在ARM Cortex-M0 +上调试硬故障(使用CMSIS DSP库)
[英]Debugging Hard Fault on ARM Cortex-M0+ (using CMSIS DSP library)
问题描述
I'm using the CMSIS DSP library on a Cortex-M0+. 
我正在Cortex-M0 +上使用CMSIS DSP库。 Some functions, such as sqrt and FFT, are resulting in hard faults. 一些功能(例如sqrt和FFT)会导致硬故障。
The arm_sqrt_f32 function calls sqrtf : arm_sqrt_f32函数调用sqrtf :
arm_sqrt_f32(
float32_t in,
float32_t * pOut)
[...]
*pOut = sqrtf(in);
part of the generated code: 生成的代码的一部分:
0x00003914: bl 0x49e8 <sqrtf>
0x00003918: adds r2, r0, #0
0x0000391a: ldr r3, [r7, #0]
0x0000391c: str r2, [r3, #0]
The hard fault happens on the str instruction at address 0x0000391c. 硬故障发生在地址为0x0000391c的str指令上。 When at this line, the registers are: 在此行时,寄存器为:
$r1 0x0
$r2 0x40000000
$r3 0x0
$r4 0x0
$r5 0x200017fc
$r6 0x0
$r7 0x200017e0
$r8 0xfff7ffff
$r9 0xefbffffe
$r10 0xff7fffff
$r11 0x0
$r12 0x0
the SP register is 0x200017e0, an address containing 0. SP寄存器为0x200017e0,该地址包含0。
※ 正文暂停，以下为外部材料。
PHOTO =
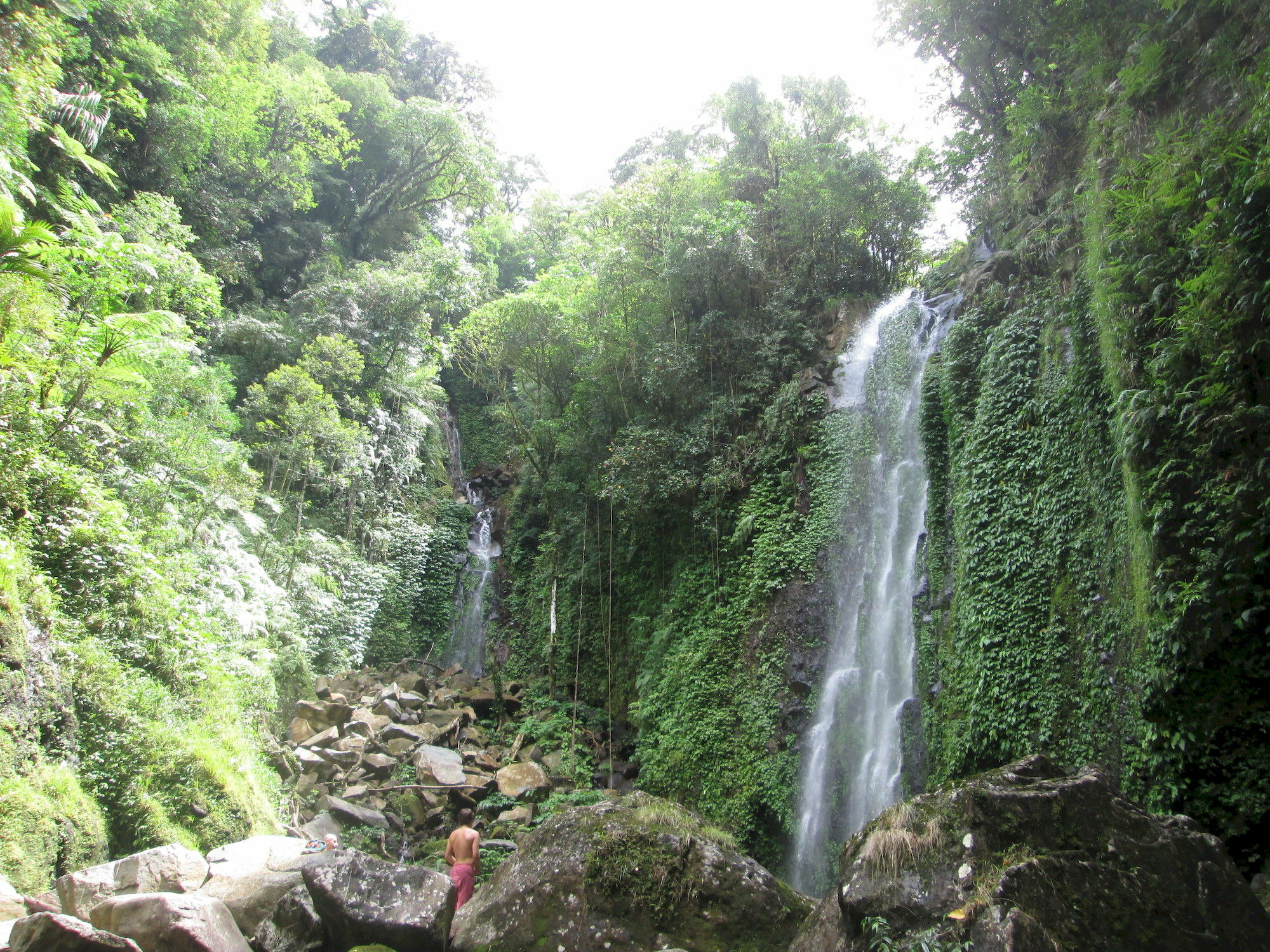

I can't figure out why I'm getting this hard fault. 我不知道为什么我会遇到这个困难。 What should I do? 我该怎么办?
Thanks! 谢谢!
2 个解决方案
解决方案1
0 2015-07-14 12:44:27
If the Cortex-M0 fault mechanism is the same as the Cortex-M3/4/7 fault mechanism, then the following page provides detailed information on how to decode the fault stack, giving you the address of the faulting instruction, as well as the register values at the time. 如果Cortex-M0故障机制与Cortex-M3 / 4/7故障机制相同,则下一页将提供有关如何解码故障堆栈的详细信息,并提供故障指令的地址以及当时注册值。 http://www.freertos.org/Debugging-Hard-Faults-On-Cortex-M-Microcontrollers.html http://www.freertos.org/Debugging-Hard-Faults-On-Cortex-M-Microcontrollers.html
解决方案2
0 已采纳 2015-07-21 17:53:55
Lets look at exactly what your str call is doing by looking at this page your str call is doing str r2,[r3, #0] which translates to (if i'm not mistaken) : 通过查看此页面上的str调用正在执行str r2,[r3,#0]来确切地了解您的str调用正在做什么,这将转换为(如果我没有记错的话):
store r2 in the address r3 offset by #0
Looking at those register values, you are trying to put 0x40000000 into location 0x0 offset by 0, so 0x0 still. 查看这些寄存器的值,您尝试将0x40000000放入位置0x0偏移0的位置,因此仍为0x0。 It is the equivalent of a segmentation fault, you are trying to access memory that is not avaliable to you thus causing the hard fault. 这等效于分段错误,您正在尝试访问不可用的内存,从而导致硬故障。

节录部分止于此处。